Difficile pourtant selon lui d’attribuer la cause de ce « baby-boom » au confinement. « Les flamants ne sont pas des volailles d’élevage mais des oiseaux sauvages qui vont là où ils estiment que les paramètres de vie et de reproduction sont les meilleurs », explique le responsable de l’institut de recherche basé au Sambuc (Bouches-du-Rhône) qui mène des opérations de baguage depuis plus de 40 ans.

Quelque 50.000 flamants séjournent en été sur la côte méditerranéenne française et 500.000 sont recensés à travers le monde, notamment en Afrique, au Moyen-Orient ou en Asie du Sud-Est.

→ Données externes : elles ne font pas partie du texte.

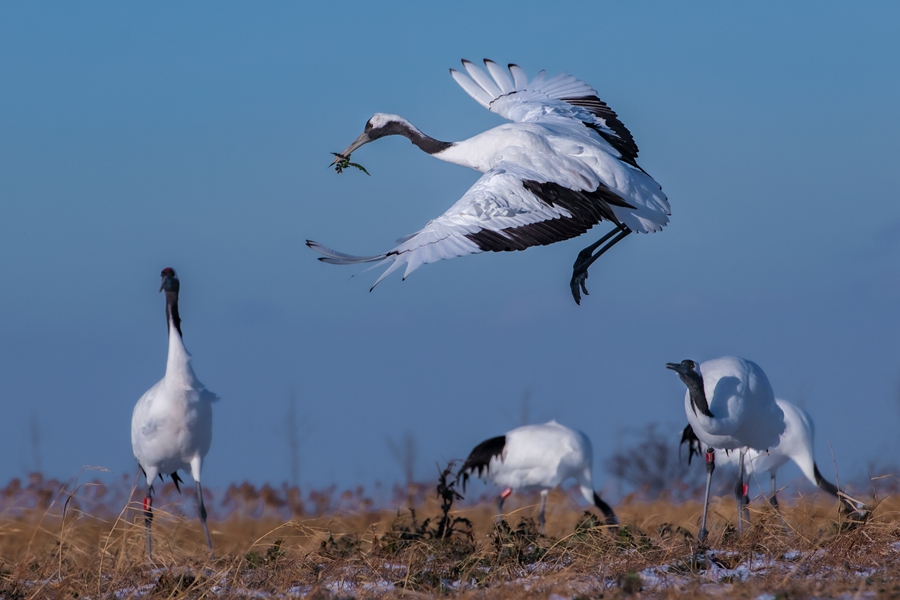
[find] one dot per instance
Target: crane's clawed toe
(579, 274)
(578, 286)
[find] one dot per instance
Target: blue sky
(197, 136)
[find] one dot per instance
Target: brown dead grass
(48, 552)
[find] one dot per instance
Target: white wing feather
(496, 202)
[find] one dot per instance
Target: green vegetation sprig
(342, 162)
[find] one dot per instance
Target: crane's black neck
(172, 317)
(425, 143)
(694, 382)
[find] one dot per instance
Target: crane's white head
(688, 370)
(380, 125)
(170, 281)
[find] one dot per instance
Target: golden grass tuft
(56, 550)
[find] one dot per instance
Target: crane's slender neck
(172, 310)
(178, 361)
(694, 383)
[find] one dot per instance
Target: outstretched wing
(508, 208)
(561, 98)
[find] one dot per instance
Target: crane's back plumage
(534, 457)
(741, 400)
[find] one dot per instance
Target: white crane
(795, 444)
(537, 458)
(565, 163)
(730, 405)
(171, 427)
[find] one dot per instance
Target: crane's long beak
(361, 140)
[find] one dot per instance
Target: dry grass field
(63, 541)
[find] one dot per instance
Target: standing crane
(730, 405)
(171, 427)
(537, 458)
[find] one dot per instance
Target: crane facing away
(171, 427)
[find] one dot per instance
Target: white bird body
(741, 399)
(537, 458)
(171, 426)
(730, 405)
(542, 457)
(564, 164)
(795, 444)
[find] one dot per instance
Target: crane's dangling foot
(587, 257)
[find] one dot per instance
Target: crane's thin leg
(710, 467)
(503, 496)
(740, 491)
(586, 258)
(542, 520)
(203, 515)
(148, 520)
(774, 499)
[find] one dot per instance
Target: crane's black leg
(710, 467)
(774, 499)
(203, 515)
(587, 257)
(542, 520)
(503, 496)
(740, 491)
(148, 520)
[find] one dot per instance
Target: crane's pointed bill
(677, 367)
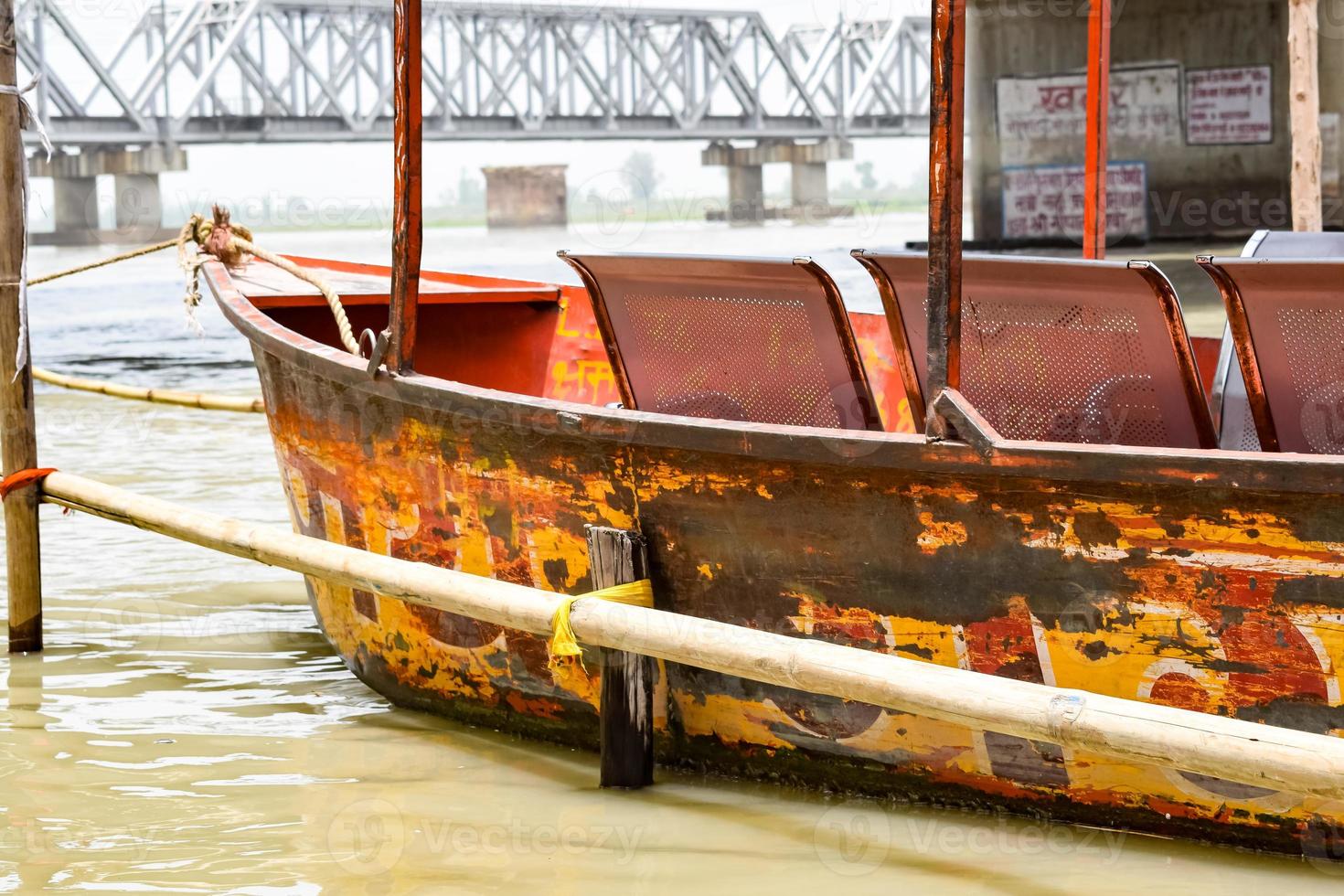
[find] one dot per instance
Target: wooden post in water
(625, 709)
(1306, 113)
(1098, 125)
(946, 121)
(19, 437)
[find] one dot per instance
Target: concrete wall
(1192, 189)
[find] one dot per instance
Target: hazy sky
(362, 172)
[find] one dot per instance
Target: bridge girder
(320, 70)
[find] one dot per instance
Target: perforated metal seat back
(1060, 351)
(754, 340)
(1287, 320)
(1235, 422)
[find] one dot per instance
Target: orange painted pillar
(1098, 113)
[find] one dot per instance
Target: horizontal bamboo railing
(203, 400)
(1118, 730)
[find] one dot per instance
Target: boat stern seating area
(1286, 326)
(1057, 349)
(730, 338)
(1244, 421)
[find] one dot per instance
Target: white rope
(27, 117)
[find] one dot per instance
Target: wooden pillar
(1098, 114)
(17, 441)
(946, 120)
(1306, 113)
(617, 557)
(408, 229)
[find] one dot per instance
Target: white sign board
(1044, 120)
(1229, 106)
(1047, 202)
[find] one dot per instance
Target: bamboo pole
(1118, 730)
(1306, 113)
(203, 400)
(19, 450)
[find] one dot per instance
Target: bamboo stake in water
(203, 400)
(17, 441)
(1123, 731)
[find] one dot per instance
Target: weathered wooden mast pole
(946, 114)
(19, 438)
(1306, 113)
(1098, 114)
(406, 206)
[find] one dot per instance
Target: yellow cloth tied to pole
(563, 644)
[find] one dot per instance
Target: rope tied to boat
(230, 243)
(28, 120)
(23, 478)
(563, 643)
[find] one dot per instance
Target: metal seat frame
(837, 346)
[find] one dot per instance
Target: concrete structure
(136, 194)
(1199, 103)
(526, 197)
(746, 177)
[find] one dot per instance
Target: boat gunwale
(848, 449)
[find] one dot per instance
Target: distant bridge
(320, 70)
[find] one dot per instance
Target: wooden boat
(1206, 579)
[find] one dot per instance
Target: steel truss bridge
(320, 70)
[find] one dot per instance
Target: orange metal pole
(946, 121)
(1098, 113)
(408, 229)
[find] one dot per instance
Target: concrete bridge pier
(811, 197)
(136, 194)
(811, 182)
(526, 197)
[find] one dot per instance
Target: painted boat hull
(1207, 581)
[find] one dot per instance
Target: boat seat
(1286, 325)
(1057, 349)
(734, 338)
(1237, 429)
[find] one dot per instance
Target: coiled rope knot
(220, 240)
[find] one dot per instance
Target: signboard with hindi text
(1046, 202)
(1043, 120)
(1226, 106)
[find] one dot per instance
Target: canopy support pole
(1306, 113)
(1098, 114)
(23, 561)
(408, 229)
(946, 123)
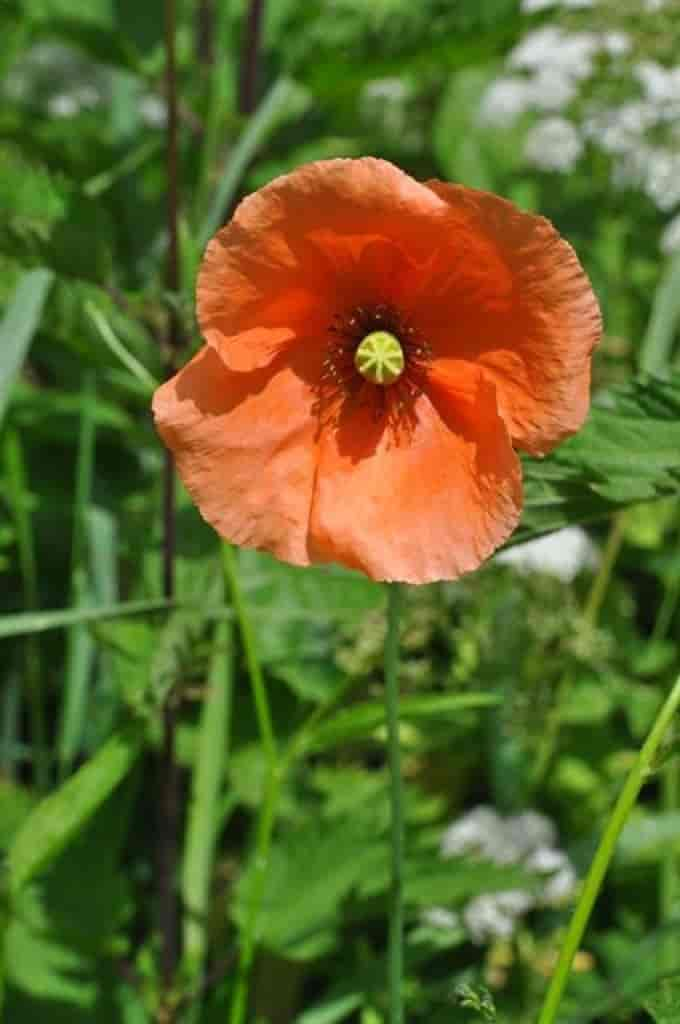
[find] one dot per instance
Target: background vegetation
(132, 752)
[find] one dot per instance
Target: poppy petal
(507, 293)
(428, 501)
(309, 245)
(245, 448)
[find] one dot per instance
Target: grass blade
(18, 326)
(280, 100)
(80, 646)
(19, 503)
(41, 622)
(656, 346)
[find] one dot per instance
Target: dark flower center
(374, 356)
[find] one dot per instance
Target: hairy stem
(169, 798)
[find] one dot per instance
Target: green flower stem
(395, 947)
(638, 775)
(252, 660)
(612, 548)
(272, 786)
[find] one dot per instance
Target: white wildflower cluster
(562, 554)
(628, 132)
(528, 840)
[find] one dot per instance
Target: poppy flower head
(376, 348)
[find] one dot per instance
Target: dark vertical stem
(169, 799)
(250, 58)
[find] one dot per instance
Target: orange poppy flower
(376, 348)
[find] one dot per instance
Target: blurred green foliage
(521, 688)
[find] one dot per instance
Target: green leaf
(204, 816)
(62, 927)
(40, 622)
(285, 99)
(331, 1011)
(646, 838)
(59, 817)
(628, 452)
(664, 1006)
(362, 720)
(18, 326)
(656, 345)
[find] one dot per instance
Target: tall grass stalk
(640, 772)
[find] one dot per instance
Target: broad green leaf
(646, 838)
(664, 1006)
(18, 326)
(628, 452)
(58, 818)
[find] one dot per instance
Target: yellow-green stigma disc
(380, 357)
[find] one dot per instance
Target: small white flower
(485, 919)
(670, 241)
(553, 144)
(552, 88)
(530, 829)
(529, 6)
(551, 46)
(562, 882)
(505, 99)
(562, 554)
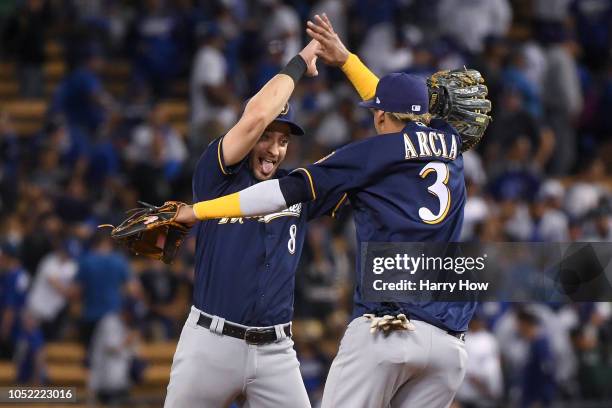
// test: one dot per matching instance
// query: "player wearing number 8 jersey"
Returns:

« On a donc une population qui est en bon état de conservation », souligne M. Jalbert. « Le problème à présent, ce n’est pas l’espèce, ce sont les milieux qui lui sont favorables – les grandes lagunes – qui disparaissent comme peau de chagrin à travers le monde sous la pression immobilière, démographique ou économique », prévient-il.

À une échéance de quelques décennies, tous ces milieux humides risquent aussi de disparaître sous l’effet du réchauffement climatique engendrant la hausse du niveau des mers, craignent les défenseurs de l’environnement et singulièrement les amoureux du flamant rose, parfois comparé au phénix, légendaire oiseau de feu.